Microsoft teaches self-flying gliders how to wing it
HAWTHORNE, Nev. — As the glider turned and flew south, four men gave chase in a sport utility vehicle, rolling through the Nevada desert.
From the front seats, two of the men tracked the glider by sight. The other two followed the flight on their laptops, eyeballing data sent from the glider’s tiny computer and barking the figures into a walkie-talkie. In a Jeep up ahead, Ashish Kapoor listened as he, too, sped down the gravel road, eyes fixed on the white Styrofoam glider.
Soon, the glider took another turn. It gently circled an invisible column of rising hot air while climbing slowly. “It’s soaring,” Kapoor said as it spiraled higher and higher on a stream of warm air. “It found a thermal.”

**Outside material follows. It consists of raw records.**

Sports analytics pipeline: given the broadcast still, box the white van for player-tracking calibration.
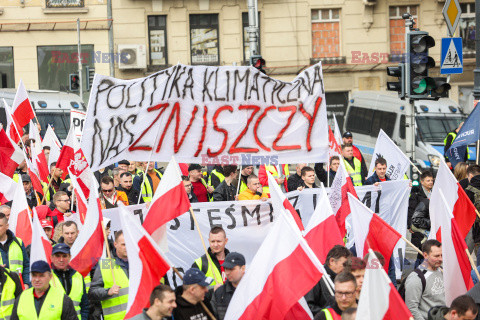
[344,91,470,168]
[0,89,85,141]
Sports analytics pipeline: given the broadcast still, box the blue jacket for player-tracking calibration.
[364,172,390,186]
[0,230,32,287]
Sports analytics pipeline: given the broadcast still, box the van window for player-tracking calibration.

Last week, in a desert valley 130 miles south of Reno, Kapoor and other Microsoft researchers tested two gliders designed to navigate the skies on their own. Algorithms learn from on-board sensors and predicted air patterns to plan a route, helping these gliders seek out thermals — columns of rising hot air — and use them to stay aloft.

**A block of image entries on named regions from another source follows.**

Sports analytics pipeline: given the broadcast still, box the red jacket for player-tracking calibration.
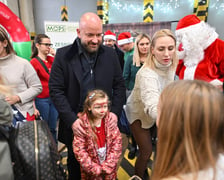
[73,112,122,180]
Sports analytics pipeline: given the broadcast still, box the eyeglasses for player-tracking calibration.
[39,43,53,47]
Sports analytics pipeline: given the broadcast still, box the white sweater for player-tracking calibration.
[125,67,175,129]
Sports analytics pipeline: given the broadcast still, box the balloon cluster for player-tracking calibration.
[0,2,31,60]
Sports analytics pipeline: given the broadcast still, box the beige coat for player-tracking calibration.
[125,67,175,129]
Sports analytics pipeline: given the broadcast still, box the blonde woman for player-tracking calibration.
[152,80,224,180]
[126,29,177,179]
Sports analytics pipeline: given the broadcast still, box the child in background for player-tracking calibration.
[73,90,122,180]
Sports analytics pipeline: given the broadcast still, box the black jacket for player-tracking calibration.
[49,38,125,144]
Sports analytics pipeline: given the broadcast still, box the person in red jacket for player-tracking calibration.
[175,15,224,88]
[73,89,122,180]
[30,34,58,143]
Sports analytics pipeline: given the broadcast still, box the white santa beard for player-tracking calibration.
[176,21,218,66]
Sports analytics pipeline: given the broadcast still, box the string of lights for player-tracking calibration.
[110,0,224,13]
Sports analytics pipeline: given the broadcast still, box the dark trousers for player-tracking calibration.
[66,142,81,180]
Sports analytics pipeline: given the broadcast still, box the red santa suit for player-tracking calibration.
[175,15,224,86]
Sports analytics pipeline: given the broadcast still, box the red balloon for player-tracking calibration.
[0,2,30,42]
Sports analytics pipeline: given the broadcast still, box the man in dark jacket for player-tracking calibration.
[49,13,125,180]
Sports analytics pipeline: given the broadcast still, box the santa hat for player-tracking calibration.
[175,14,204,34]
[103,30,116,41]
[117,32,133,46]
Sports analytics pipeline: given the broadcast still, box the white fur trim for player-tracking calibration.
[175,21,218,49]
[210,79,223,86]
[175,21,205,36]
[117,37,133,46]
[103,35,116,41]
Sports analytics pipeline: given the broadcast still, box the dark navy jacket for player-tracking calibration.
[49,38,126,144]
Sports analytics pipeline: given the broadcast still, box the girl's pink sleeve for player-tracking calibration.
[101,116,122,174]
[73,136,102,176]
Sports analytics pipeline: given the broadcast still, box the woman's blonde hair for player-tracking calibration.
[152,80,224,180]
[133,33,151,67]
[145,29,178,70]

The hope is that the autonomous aircraft can eventually fly for hours or even days while consuming little power, helping to, say, track weather patterns, monitor farm crops or even deliver the Internet to places where it is otherwise unavailable.
Led by Kapoor, an artificial intelligence researcher and a licensed pilot, the project was part of a growing effort to build aircraft, automobiles and other machines that can make decisions on their own when faced with uncertainty — an essential skill for any machine trying to navigate the world on its own.
Using similar methods, Google has built high-altitude Internet balloons that can stay aloft for months. Countless companies are designing cars that can drive on their own. And academics at schools like UC Berkeley are developing everything from household robots that can perform seemingly simple but surprisingly complex tasks like making a bed to surgical robots that can handle some procedures on their own.
Cars, planes and other robots can now recognize the objects around them with an accuracy that rivals human sight thanks to the recent rise of neural networks, a term for mathematical systems that can learn certain tasks by analyzing vast amounts of data.
But that only gets them so far. To navigate the world on their own, they must also mimic the way humans intuitively predict what will happen next and adjust their behavior accordingly. Projects like those at Microsoft, Google and Berkeley are reaching in that direction.
This kind of research has become increasingly important as Google and many companies try to build driverless cars. Mykel Kochenderfer, a Stanford professor of aeronautics and astronautics, said Microsoft’s project is a step toward self-driving vehicles that are nimble enough to handle all the unexpected behavior that human drivers, bicyclists and pedestrians bring to public roads.
It is also a way of pushing the boundaries of the mathematical techniques that control a machine in a relatively safe but still very real environment. “With a glider, you can test these algorithms with minimal risk to people and property,” Kochenderfer said.
Kapoor and his team relied on techniques that date back decades — something called Markov decision processes. Essentially, this is a way of identifying and responding to uncertainty.
The approach is like the one you take when looking for change in a backpack crammed with random stuff. If you just stick your hand in the bag and start rummaging around, you face enormous uncertainty. You do not know where to grab. But if, first, you remove the larger items like books and pencils that you know are not coins, the change falls to the bottom and the task gets easier. Microsoft’s algorithms do that in a mathematical sense, working to reduce the scope of the problem.
The team included Andrey Kolobov, who specializes in these methods. When he joined Microsoft’s research group four years ago, Kolobov fed these ideas into Windows and Bing. Back then, he was dealing with uncertainty in the digital world. Now, he’s applying them in the physical world. “The number of applications where these methods are used is growing,” Kolobov said.
In the Nevada desert, the team launched its two gliders with help from a remote control. Once airborne, the gliders — or sailplanes — were left to their own devices. They were forced to fly with help from the wind and other air patterns.
Through those onboard algorithms, the gliders could analyze what was happening and change directions as need be. They could learn from their environment, and although they could never be sure what would happen next, they could make educated guesses. Because it is dependent on phenomena it has no control over, the glider must reason and plan in advance, Kolobov said.
The gliders planned their paths to places that could provide lift, and then worked to ride those columns of rising air.
Still, the aircraft were far from perfect. Using a fiberglass glider with a 16-foot wingspan, the team hoped to set a record for autonomous flight time by a sailplane — more than five hours aloft. But in two days, that didn’t happen.